Are you running your activities with any special flags, such as singleInstance or singleTop? Those could be causing the oddities you're seeing. The easiest way to track down what's causing your problem is to absolutely fill it with debugging messages. For example:

  1. In your initialisation activity, add a log in the beginning of onCreate to get the name of the activity such as this.toString(). More on why you want this line later.
  2. When it launches the main tabbed activity, get the name of the launching activity and a message saying it's launched the tabbed one.
  3. Override the onPause(), onStop() and onDestroy() callbacks and add debugging lines with this.toString() and also a message telling you which callback it is.

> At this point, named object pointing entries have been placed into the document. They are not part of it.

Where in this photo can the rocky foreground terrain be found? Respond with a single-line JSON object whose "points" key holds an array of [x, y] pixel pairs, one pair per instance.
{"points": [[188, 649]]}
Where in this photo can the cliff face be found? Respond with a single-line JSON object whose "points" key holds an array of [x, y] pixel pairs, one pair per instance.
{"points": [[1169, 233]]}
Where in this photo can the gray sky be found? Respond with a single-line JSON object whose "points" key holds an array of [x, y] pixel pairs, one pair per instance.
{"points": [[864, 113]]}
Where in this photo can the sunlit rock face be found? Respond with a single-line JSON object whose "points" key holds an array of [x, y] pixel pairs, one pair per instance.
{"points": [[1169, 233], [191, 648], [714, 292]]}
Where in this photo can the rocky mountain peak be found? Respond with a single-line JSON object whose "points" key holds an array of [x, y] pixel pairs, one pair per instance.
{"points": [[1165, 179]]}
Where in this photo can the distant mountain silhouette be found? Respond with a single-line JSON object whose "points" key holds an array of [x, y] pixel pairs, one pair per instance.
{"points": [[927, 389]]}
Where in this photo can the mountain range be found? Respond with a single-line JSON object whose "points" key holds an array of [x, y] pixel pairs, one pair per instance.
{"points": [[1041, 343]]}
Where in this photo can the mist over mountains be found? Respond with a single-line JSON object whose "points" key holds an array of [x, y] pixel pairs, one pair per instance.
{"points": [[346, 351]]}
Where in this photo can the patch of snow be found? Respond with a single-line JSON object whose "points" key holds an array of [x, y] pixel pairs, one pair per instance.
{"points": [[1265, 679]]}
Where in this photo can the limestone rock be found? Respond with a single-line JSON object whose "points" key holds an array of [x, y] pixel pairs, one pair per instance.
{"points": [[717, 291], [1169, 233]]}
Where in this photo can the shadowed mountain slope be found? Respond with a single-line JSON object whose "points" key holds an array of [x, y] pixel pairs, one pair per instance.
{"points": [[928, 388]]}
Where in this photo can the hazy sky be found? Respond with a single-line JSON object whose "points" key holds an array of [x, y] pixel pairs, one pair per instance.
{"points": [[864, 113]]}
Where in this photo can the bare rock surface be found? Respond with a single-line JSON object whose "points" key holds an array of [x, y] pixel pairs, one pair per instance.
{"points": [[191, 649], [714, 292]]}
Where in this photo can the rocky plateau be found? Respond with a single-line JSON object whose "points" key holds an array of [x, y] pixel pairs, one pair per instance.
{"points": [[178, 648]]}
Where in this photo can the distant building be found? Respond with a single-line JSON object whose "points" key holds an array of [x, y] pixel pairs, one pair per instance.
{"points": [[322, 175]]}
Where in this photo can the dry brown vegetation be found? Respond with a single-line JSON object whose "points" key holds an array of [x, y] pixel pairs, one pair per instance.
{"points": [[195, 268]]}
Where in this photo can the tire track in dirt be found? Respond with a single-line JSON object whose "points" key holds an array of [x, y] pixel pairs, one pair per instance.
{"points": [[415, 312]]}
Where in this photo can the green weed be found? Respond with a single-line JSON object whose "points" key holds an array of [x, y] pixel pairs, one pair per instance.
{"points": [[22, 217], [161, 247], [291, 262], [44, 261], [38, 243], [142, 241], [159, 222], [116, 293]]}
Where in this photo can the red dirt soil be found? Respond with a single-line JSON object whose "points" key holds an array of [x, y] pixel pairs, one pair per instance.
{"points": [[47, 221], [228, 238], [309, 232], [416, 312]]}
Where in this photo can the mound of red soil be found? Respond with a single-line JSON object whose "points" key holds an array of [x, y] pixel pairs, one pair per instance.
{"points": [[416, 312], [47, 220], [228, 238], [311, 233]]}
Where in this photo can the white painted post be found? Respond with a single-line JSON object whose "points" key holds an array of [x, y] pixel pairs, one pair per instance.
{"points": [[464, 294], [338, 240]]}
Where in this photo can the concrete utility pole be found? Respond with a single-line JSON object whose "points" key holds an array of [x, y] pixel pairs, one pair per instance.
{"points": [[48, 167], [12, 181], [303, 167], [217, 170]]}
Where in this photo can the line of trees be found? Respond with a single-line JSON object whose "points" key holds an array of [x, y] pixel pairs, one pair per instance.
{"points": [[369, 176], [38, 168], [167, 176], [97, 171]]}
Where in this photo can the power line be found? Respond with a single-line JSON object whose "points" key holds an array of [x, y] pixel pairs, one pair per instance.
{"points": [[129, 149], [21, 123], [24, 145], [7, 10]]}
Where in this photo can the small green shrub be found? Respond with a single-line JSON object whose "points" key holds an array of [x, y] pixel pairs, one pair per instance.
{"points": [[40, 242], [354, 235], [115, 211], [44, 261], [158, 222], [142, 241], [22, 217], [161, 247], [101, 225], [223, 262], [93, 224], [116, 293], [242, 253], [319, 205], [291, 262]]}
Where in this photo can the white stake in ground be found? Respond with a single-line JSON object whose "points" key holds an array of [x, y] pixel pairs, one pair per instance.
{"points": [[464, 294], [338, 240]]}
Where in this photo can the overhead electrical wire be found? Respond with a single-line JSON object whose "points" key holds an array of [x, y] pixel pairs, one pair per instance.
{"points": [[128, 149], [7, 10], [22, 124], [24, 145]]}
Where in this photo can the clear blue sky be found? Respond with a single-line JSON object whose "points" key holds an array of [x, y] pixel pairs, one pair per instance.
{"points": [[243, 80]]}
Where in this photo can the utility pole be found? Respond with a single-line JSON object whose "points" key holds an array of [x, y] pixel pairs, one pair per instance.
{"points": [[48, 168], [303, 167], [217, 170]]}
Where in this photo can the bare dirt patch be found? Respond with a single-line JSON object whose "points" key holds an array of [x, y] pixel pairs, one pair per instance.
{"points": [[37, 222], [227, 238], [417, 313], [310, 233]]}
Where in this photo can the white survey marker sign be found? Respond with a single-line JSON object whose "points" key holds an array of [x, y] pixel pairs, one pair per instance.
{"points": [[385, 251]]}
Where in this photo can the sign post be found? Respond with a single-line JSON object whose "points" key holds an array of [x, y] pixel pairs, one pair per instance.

What this will do is tell you whether you've got multiple instances of the initialisation activity lying around. To this by comparing the name of the activities calling your main activity with the ones that were just created and the ones that went through to onDestroy.

If you don't know how to debug, use Log.d(LOG_TAG, "Your message here");. And then define a constant LOG_TAG String somewhere. After that, show the LogCat perspective in Eclispe by going to Window, show perspective (or view, don't remember exactly), other, Android, LogCat. The purpose of having a LOG_TAG constant is that you can set up LogCat to filter to that String and only show you those messages. It will make it easier to see them among the mass of system log messages.

Steve H
A: 

The short answer to the original question is 'no'. This is largely because, unfortunately, not every developer follows the guidelines referenced by previous answers.

Yet the guidleines themselves mention exceptions, when the Back key should not call finish(). the most prominent exception is the Web browser, which has its own "back stack" for each window, so it must have its own custom handling of the Back key.

Matt J.
I happen to like apps where pressing back shows a toast that says "press back once more to exit." Then I know whether I'm really exiting or not.